We must start thinking like a nation and less like a bunch of individuals all living on the same dirt. The division of wealth, the massive gulf between the Haves and the Have-Nots makes me just SICK.

ThatGreenyFlower said...

P.S. Many physicians don't want a single-payor system because it means that their incomes will go down. In truth, mine can't go down any more (as a primary provider working for a state agency), so I am not one to complain about this. I have a significant problem with cardiologists making $700,000 per year, anyway, when it's primary doctors who are holding people's bodies and souls together in the first place.

...Just my twenty-two cents.

Steve Buchheit said...

Greeny, thanks. I was wondering hwo you'd think about this. I'm glad we see eye to eye (mostly, the details may get a little off) on this.

Here in NE Ohio we have had emergency rooms close up because of the poor overusing them as primary care facilities. A few others have gone private (ie. a private company rents space form the hospital and runs the emergency room). Our local hospital just did this (we found out after I had to take my wife there). I can tell you that the service was crap compared to when we've used it before. But, it wasn't crowded. On a Fridays night, and they only have 4 people using it. Every time we had gone before, the triage wait (even for a broken leg) was an hour at least. Free marketers would say this this was great. For someone who just called an ambulance because his wife passed out for no discernable reason (was a reaction to her new thyroid medication and sugar) it was a frustrating experience. I wanted to choke the doctor on call. On top of it, he made a BS diagnosis. One of those, "I don't know, but this will make them stop asking questions" answers.

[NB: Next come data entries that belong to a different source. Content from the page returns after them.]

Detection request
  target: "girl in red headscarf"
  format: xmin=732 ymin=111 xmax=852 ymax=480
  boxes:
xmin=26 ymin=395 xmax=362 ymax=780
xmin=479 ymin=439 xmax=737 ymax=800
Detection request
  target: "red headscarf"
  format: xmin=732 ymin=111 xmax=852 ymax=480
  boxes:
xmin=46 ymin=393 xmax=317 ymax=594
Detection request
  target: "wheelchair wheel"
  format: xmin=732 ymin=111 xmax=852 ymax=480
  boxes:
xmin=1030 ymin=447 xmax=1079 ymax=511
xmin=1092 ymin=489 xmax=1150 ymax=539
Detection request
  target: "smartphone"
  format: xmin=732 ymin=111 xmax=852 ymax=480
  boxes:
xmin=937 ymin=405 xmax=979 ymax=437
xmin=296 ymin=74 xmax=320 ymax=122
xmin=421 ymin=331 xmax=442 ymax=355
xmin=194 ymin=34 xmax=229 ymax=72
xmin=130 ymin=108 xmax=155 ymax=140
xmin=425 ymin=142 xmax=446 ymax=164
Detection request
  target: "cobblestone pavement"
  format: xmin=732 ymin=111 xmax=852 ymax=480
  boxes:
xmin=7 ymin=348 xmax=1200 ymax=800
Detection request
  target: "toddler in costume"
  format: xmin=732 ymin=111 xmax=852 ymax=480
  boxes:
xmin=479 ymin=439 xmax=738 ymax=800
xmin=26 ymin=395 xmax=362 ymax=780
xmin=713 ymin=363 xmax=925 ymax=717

At least before, when I broke my leg, it was a "we can't do the surgery" answer (when they were wrapping up my leg, if it would have continued, I probably wouldn't be walking right now). Fortunately the doctor that became my orthopedic surgeon (Dr. Kellis) was walking through the ER just as my attending was seeking an opinion. He reset my ankle which gave me a chance to walk again.

Steve Buchheit said...

Forgot to mention that I seem to remember as the country discussed "Hillary Care" and decided to go with managed care and POP systems it was because 1) they were our best solution to keep medical costs down (well that didn't happen) and 2) they focused on preventative care which was found to be cheaper and more effective. Over a decade later and we're back to discussing a "catastrophic health care insurance" model (health saving plans, ratcheting up co-pays, and a "consumer controlled cost model" - consumers keep cost down by not using the system, essentially).

ThatGreenyFlower said...

I should also mention that I am a "Have." I felt guilty leaving that unsaid.

And yeah, I hear you about the ER situation. Ours has people on carts lining the hallways due to inappropriate use.

Camille Alexa said...

I pay thousands of dollars a year for individual health insurance. I cannot afford simple visits to the doctor. No wellness care or maintenance visits are covered. No dental, maternity, reproductive, optical, etc. I have a deductible so high, IF I ever meet it and IF the doctors/facilities I want are in my plan, the insurance company still categorically denies every claim which passes its collective desk. I keep it in fear that having it will make the difference between going broke or losing my house if a major health problem arises.

Socialized medicine, pleazse. Anyone who says otherwise without an actual viable working model to present is an idiot.

Oh, and even though I pay thousands each year for my private health insurance, most doctors won't even see me as a patient for the same reason as the medicare deal. It's madness, people.

Steve Buchheit said...

Camille, yep. Every time I hear people talk about how the private insurance model is the best I always think that these people have never actually had to use it for anything other than office visits ever three or four years.